Un’encomiabile donazione di rene da vivente, una “donazione di organi a cuore fermo” (DCD), e 6 donazioni a cuore battente, hanno reso possibile fare un trapianto combinato cuore-rene e 14 trapianti singoli e così salvare vite e offrire speranza a 15 pazienti in attesa di un trapianto. “La possibilità di donare organi anche a cuore fermo – commenta il dottor Vincenzo Malcangi – ci consentirà di aumentare il pool di donatori e quindi ci consentirà di avere più organi disponibili per il trapianto”.
Il coordinatore trapianti della Puglia, professor Loreto Gesualdo, ha evidenziato: “La complessa rete organizzativa ha funzionato perfettamente grazie al lavoro incessante delle colleghe e dei tecnici del Coordinamento regionale trapianti (Crt), dei colleghi della riperfusione d’organo, dei colleghi delle rianimazioni pugliesi, questa settimana del Policlinico Riuniti di Foggia, Policlinico di Bari e ospedale di Monopoli, nonché le rianimazioni di Siracusa, Milano e Roma. I risultati che stiamo ottenendo sono la riprova della bontà del lavoro fatto al servizio dei pazienti pugliesi in lista per un trapianto”.
Nella donazione a cuore fermo (DCD) con trapianto combinato di rene, il successo è stato reso possibile grazie alla dedizione e alla professionalità dei singoli operatori coinvolti: dal professore Pasquale Ditonno e l’equipe dell’Uoc Urologia e trapianto di rene (Coordinatrice: A. Cipriani. Referente Infermieri Centro Trapianti Rene: G. Boggia), al professor Tomaso Bottio – Uoc Cardiochirurgia universitaria (Coordinatore: V. Gazzilli. Coordinatrice sala operatoria cardiochirurgia: F. Dicarlo), professor Francesco Tandoi – Uosd Epatobiliare (Coordinatrice: A. Catino. Referente Infermieri Centro Trapianti Fegato: A. Giannotta) e alla Rianimazione II universitaria diretta dal professor Salvatore Grasso, al dottore Vincenzo Malcangi, responsabile Uos di Donazioni per i Trapianti, ogni figura dal medico all’infermiere, dall’oss all’autista, al personale della prefettura (dottor Algieri) e del CNT (Centro Nazionale Trapianti) ha svolto un ruolo determinante nel garantire il successo di queste delicate procedure.
Il direttore generale del Policlinico di Bari, Antonio Sanguedolce, ha dichiarato: “Il successo di queste operazioni è un tributo alla dedizione e alla competenza dei nostri operatori, che, uniti dalla passione per il loro lavoro, continuano a compiere gesta straordinarie nell’ambito della medicina e della donazione degli organi”.

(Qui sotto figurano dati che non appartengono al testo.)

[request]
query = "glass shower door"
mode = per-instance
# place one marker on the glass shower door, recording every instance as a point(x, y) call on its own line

“Desideriamo esprimere un profondo ringraziamento alle famiglie dei donatori, che, con gesti di altruismo e generosità, hanno reso possibile salvare vite e offrire una nuova speranza a chi ne aveva bisogno – – conclude Gesualdo – Il Policlinico di Bari, insieme alla solida rete di supporto dei singoli operatori pugliesi e alla gratitudine verso le famiglie dei donatori, e alle associazioni di volontariato (AIDO, FIDAS, AVIS, FRATES, ADMO, ANED, ATO, AITF, Lo Sportello di Mattia, CRI, Crocerossine d’Italia, ect.) che tanto fanno nella diffusione della cultura del dono, si impegna nel continuare a garantire cure di alta qualità e a promuovere la solidarietà e la speranza attraverso le attività di trapianto di organi”.